Худы души человечьи…
Это я же составил! А то ещё про город…
– Что – про город?
– А вот! – юноша снял с головы старенький картуз, зачем-то распялил его перед лицом и начал тихонько:
Эх, попел бы я весёлых песен!
Да кому их в нашем месте нужно?
Город для веселья – глух и тесен,
Все живут в нём злобно и недужно.
В городе у нас – как на погосте —
Для всего готовая могила.
Братцы мои! Злую склоку бросьте,
Чтобы жить на свете легче было!
Замолчал.
– Всё?
Кривой нацелился глазом в лицо юноши и, усмехаясь, спросил:
– Какое же тут веселье? Дурачок!
Помолчав, он повторил:
– Эхе-хе, дурачок!
Юношу не обидело грустное и ласковое восклицание, он даже улыбался, говоря:
– Ведь я не сказал, Яков Захарович, что это – весёлое.
– Не сказал разве?
– Не-ет!
– Так! Ну, ладно!
Слева от них, в тёмном ельнике болота, гулко крикнул пугач – тишина всколыхнулась и снова застыла, как масло. Далеко впереди середь поля вспыхнул тихий огонь и стал быстро разгораться, вздрагивая и краснея.

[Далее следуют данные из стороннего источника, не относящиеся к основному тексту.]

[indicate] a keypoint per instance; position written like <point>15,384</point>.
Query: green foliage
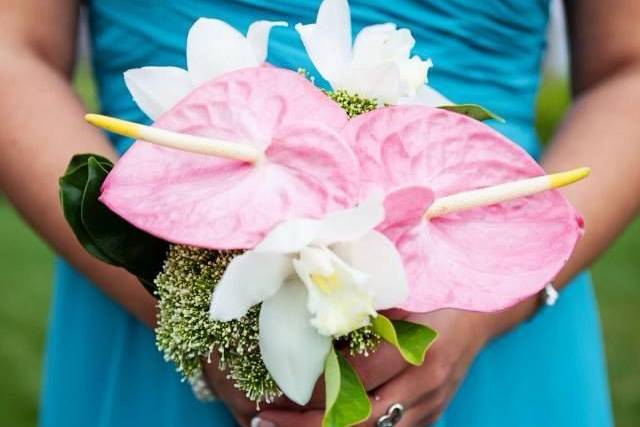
<point>411,339</point>
<point>553,100</point>
<point>347,402</point>
<point>187,335</point>
<point>100,231</point>
<point>474,111</point>
<point>353,105</point>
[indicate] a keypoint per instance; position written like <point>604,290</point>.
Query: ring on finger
<point>392,417</point>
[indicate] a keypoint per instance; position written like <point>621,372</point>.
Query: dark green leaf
<point>131,248</point>
<point>347,402</point>
<point>72,186</point>
<point>100,231</point>
<point>474,111</point>
<point>81,160</point>
<point>411,339</point>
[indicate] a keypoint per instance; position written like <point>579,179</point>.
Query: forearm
<point>42,128</point>
<point>600,132</point>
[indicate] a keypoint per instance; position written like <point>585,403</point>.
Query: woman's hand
<point>425,390</point>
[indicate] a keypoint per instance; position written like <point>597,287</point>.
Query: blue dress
<point>102,367</point>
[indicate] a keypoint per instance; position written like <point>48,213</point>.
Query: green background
<point>25,276</point>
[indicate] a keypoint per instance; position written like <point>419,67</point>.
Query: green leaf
<point>72,186</point>
<point>100,231</point>
<point>474,111</point>
<point>347,402</point>
<point>411,339</point>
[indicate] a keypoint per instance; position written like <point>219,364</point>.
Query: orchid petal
<point>328,41</point>
<point>375,255</point>
<point>382,42</point>
<point>350,224</point>
<point>380,81</point>
<point>249,279</point>
<point>157,89</point>
<point>258,37</point>
<point>214,48</point>
<point>426,96</point>
<point>292,350</point>
<point>340,302</point>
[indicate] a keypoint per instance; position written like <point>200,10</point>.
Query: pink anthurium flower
<point>484,259</point>
<point>307,171</point>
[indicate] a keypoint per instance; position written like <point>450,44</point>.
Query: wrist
<point>495,324</point>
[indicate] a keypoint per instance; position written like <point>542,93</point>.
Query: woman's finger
<point>406,390</point>
<point>379,367</point>
<point>271,418</point>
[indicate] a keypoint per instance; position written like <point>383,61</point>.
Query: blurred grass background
<point>26,266</point>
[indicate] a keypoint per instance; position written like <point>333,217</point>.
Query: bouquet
<point>275,221</point>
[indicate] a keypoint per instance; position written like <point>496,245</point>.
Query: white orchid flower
<point>213,48</point>
<point>316,279</point>
<point>379,65</point>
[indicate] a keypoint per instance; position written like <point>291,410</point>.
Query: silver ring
<point>392,417</point>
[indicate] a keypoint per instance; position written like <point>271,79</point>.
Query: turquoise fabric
<point>102,367</point>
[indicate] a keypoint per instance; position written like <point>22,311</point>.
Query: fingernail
<point>258,422</point>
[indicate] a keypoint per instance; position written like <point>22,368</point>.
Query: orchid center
<point>327,284</point>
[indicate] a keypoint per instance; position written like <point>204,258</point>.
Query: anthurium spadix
<point>378,65</point>
<point>316,279</point>
<point>213,48</point>
<point>306,167</point>
<point>483,259</point>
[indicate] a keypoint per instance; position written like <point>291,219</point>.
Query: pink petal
<point>217,203</point>
<point>486,259</point>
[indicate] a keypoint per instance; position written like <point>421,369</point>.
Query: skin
<point>42,122</point>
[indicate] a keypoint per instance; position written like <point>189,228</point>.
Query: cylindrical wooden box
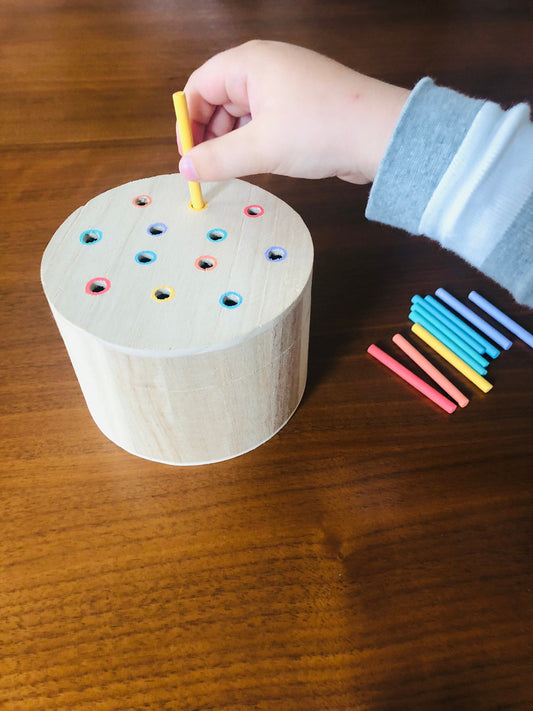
<point>188,330</point>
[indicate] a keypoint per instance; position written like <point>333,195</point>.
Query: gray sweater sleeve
<point>432,138</point>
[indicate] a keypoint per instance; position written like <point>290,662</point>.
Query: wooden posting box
<point>187,330</point>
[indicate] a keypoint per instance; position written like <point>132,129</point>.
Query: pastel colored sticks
<point>502,318</point>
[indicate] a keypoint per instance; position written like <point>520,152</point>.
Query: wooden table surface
<point>376,554</point>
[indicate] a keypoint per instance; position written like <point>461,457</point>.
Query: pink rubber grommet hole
<point>142,200</point>
<point>254,211</point>
<point>97,286</point>
<point>205,263</point>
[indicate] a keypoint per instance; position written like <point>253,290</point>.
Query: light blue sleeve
<point>447,167</point>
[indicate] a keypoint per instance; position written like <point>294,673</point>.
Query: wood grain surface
<point>375,555</point>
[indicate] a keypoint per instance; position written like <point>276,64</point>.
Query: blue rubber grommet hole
<point>230,300</point>
<point>158,228</point>
<point>217,235</point>
<point>146,257</point>
<point>275,254</point>
<point>91,236</point>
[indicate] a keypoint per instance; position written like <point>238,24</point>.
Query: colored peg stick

– Вон, – сказал кривой, – видать, мужики из Балымер в ночном светец разложили. Свежевата ночка-то!
– Стихами, Яков Захарович, мне легче думать, а простые слова труднее складываются у меня. Мне всё хочется, чтобы стихи-то как молитвы были, а как это надо делать – не знаю! Ежели длинный стих, то будто молитвеннее выходит – а так ли? Вот ещё стихи, про город тоже:
Снова тучи серые мчатся над болотами.
Разлилася в городе тишина глубокая.
Люди спят, измучены тяжкими заботами,
И висит над сонными небо одноокое…
– Какое небо-то? – удивлённо спросил Тиунов.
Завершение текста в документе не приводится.